To be successful in this task, I would proceed as follows: (1) Specify KPIs to be presented for each type of management level (I guess in your case, you will have 1)

(2) Distill KPIs (e.g. LOC is to be avoided as indicated by bethlakshmi's post). Also, you need to ensure that the data reported is something you can produce or calculate accurately using the tools you have.

(3) Determine how you plan to collect, calculate and accumulate the data up-to-date and make sure this process is counted for in your project plan (sounds like a data-mart work)

(4) Specify the best representation to use to present the information (this is what your question is about) and do a prototype the looks to be approved by managers.

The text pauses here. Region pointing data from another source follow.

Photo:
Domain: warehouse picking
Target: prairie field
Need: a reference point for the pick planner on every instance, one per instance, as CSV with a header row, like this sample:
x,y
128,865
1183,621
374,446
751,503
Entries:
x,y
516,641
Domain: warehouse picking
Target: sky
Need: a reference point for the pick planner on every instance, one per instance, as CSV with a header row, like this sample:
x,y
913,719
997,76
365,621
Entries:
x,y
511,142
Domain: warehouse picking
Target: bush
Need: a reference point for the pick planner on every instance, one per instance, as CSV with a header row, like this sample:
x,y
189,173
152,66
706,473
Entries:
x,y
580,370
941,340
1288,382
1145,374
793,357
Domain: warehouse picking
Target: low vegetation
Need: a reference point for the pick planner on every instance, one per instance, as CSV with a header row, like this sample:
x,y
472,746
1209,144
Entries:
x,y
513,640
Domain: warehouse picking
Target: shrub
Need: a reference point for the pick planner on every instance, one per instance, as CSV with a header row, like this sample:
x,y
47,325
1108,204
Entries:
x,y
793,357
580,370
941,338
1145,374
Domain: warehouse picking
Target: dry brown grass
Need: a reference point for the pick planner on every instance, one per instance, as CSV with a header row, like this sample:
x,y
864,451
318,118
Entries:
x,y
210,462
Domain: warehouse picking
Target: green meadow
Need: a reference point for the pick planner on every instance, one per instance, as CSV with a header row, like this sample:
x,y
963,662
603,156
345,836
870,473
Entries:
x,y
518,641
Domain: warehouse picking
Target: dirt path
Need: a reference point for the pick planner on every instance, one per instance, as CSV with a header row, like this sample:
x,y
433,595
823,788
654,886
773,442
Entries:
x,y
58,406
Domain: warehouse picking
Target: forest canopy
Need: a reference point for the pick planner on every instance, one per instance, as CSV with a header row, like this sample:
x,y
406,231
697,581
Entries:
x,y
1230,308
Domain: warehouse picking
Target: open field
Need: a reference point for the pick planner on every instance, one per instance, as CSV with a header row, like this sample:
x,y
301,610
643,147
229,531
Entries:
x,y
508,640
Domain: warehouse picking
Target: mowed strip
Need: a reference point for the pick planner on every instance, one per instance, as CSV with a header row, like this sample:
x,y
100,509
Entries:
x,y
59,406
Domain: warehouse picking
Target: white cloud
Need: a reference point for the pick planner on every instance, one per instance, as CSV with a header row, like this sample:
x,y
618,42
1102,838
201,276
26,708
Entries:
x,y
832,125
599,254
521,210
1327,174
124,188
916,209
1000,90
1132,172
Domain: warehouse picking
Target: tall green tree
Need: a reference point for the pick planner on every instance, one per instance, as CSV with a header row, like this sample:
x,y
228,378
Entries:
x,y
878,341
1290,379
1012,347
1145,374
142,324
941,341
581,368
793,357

I would recommend a dashboard style presentation (see sample image below - I know it is not fancy!) enter image description here

A better one can be found at Telerik-TeamPlus Tool

Now as per (4), you have already identified some KPIs. Next thing is to categorized the KPIs in groups (e.g. Overall Status, Financial Status, Staffing Status, Task Status) Each group could be represented by a screen/page/Excel tab, etc.

In addition to Burndown charts mentioned by other responders, you may want to Use 1 or more Gantt Charts to show: 1 - Overall very high level project dependency 2 - Milestones for the on-going reporting period and its neighborhood (say current month and 1 month before and after)

Software to use and visualization capabilities greatly depends on what you have, what you can afford, where your current data is, how do you plan to publish the information, etc.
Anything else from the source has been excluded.